If you're trying to maximize the speed of the bike, then you should use a battery that can be customized to be higher than the standard 36V nominal rating of most bike batteries. Remember that higher voltage means higher speed. Larry H. known as Deerfencer1 on the Tidalforce forum has proven this. He is able to get higher than average speeds with his X powered S-750 named "Uma" because his LiPO batteries don't sag very much from their nominal voltage because they have very high C ratings.
LiPO batteries designed primarily for RC flying and driving toys are designed to have very high C rates. Typically they can be 20C to 30C for an 7.4-18V battery. This translates into very high current output capabilities. An 18V battery putting out 30C equals 540A! Of course that battery won't last for very long, but it will definitely give you all it's got in a very short amount of time! Of course, I don't recommend you run the batteries down by drawing such high current from them!
However, if they can truly deliver these amazing currents, then they must have very low internal resistance which means that the batteries will not heat up much when used heavily. This is definitely not true of the NiMH batteries in Tidalforce front hubs! I've noticed huge amounts of sag from my 1000W S-750 X motored bike I call "Red." Voltage drops down to almost 30V when I ride my bike at wide-open-throttle or WOT. I was shocked to find this out recently.
So in order to keep the speed up and to utilize my X motor to it's fullest capabilities, I need to find out 1 critical thing.
What is the high voltage cutoff (HVC) of the Tidalforce motor.
I need to find this out by testing the controller with a variable power supply and find out the what the actual voltage the TF bike controller will not accept and just shut the controller down. If I have a variable power source that can vary in small increments from 36V up to around 50V, I should be able to find this out. This number may vary with each bike since it's an analog circuit and there are variances in the parts and in the wiring.
After discovering this number, I then need to design a low-sag battery that will come very close to this HVC so that I can maintain the highest speed.
The A123 20Ah prismatic cell may just be the perfect choice.

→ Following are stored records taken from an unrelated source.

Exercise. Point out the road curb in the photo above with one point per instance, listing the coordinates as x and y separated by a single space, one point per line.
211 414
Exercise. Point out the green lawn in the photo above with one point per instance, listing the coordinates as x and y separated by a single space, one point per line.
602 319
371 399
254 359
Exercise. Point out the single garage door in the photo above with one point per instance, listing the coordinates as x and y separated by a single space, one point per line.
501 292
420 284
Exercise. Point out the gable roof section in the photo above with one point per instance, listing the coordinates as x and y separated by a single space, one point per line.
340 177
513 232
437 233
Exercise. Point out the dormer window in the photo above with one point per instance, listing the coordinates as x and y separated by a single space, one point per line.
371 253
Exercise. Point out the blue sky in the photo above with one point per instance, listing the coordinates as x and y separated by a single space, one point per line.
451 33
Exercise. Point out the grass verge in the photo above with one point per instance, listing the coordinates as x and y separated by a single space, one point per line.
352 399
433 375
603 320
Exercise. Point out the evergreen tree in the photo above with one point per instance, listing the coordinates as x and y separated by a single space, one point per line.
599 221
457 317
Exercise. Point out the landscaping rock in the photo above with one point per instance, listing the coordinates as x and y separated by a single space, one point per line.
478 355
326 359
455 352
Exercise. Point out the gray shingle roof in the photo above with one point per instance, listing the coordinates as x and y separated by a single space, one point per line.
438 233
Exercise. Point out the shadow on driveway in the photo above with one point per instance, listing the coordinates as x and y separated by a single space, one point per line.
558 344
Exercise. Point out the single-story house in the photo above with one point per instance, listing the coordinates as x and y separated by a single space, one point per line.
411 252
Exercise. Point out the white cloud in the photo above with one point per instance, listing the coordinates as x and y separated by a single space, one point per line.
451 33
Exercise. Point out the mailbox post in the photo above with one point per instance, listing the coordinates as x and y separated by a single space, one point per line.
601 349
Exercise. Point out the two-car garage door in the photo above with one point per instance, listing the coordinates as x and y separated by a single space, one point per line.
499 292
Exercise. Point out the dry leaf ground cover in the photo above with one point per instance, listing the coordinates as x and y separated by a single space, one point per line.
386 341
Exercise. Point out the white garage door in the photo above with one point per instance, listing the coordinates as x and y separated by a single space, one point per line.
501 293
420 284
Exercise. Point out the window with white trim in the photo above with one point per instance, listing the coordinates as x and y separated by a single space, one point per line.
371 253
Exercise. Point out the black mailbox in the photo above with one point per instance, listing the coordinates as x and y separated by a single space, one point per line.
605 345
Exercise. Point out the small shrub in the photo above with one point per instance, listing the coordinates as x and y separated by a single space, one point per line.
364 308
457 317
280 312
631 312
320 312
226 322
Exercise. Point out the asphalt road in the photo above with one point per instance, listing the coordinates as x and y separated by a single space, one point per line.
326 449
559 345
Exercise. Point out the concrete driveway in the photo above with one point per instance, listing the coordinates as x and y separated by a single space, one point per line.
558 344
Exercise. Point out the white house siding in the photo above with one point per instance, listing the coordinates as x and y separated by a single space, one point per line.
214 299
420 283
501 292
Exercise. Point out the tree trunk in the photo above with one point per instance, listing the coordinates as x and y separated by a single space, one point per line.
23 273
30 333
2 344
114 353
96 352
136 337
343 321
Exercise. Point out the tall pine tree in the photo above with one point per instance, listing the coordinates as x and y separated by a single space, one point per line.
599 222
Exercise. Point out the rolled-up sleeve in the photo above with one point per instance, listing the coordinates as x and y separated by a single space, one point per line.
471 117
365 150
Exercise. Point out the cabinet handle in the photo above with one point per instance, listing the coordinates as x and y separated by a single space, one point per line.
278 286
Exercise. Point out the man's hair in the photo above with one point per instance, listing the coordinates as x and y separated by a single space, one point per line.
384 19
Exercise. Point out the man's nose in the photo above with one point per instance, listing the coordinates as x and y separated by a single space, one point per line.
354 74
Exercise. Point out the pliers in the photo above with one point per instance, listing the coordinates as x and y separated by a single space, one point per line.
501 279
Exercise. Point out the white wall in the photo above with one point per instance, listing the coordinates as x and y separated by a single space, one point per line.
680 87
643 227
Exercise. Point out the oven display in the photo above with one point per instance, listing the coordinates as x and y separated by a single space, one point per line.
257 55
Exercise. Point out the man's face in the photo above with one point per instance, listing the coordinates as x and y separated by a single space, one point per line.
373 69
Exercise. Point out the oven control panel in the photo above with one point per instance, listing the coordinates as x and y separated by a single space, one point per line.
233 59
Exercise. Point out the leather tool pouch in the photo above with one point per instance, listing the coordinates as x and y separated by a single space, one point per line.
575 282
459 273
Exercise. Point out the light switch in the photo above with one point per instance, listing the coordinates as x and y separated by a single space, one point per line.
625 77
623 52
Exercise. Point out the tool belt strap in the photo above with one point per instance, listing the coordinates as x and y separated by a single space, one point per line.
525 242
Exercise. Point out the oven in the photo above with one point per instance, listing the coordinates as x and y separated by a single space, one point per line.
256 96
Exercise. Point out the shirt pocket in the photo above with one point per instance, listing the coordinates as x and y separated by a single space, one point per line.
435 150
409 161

It is made up of 3.65V maximum voltage cells and so can be customized to voltages in increments of 3.65V.
This means that a 36.5V battery would be made up of 10 of these cells.
An 11 cell pack would give 40.15V.
12 cells would give you 43.8V.
13 cells would give you 47.45V.
Along with the maximum charge voltage, the batteries can be charged with custom settings on the charger. The Hyperion EOS 1420i NET3 charger does this very well. It can be customized to charge to any voltage you select.
So after determining the HVC of the Tidalforce controller, we will design a battery to suit it to perfection!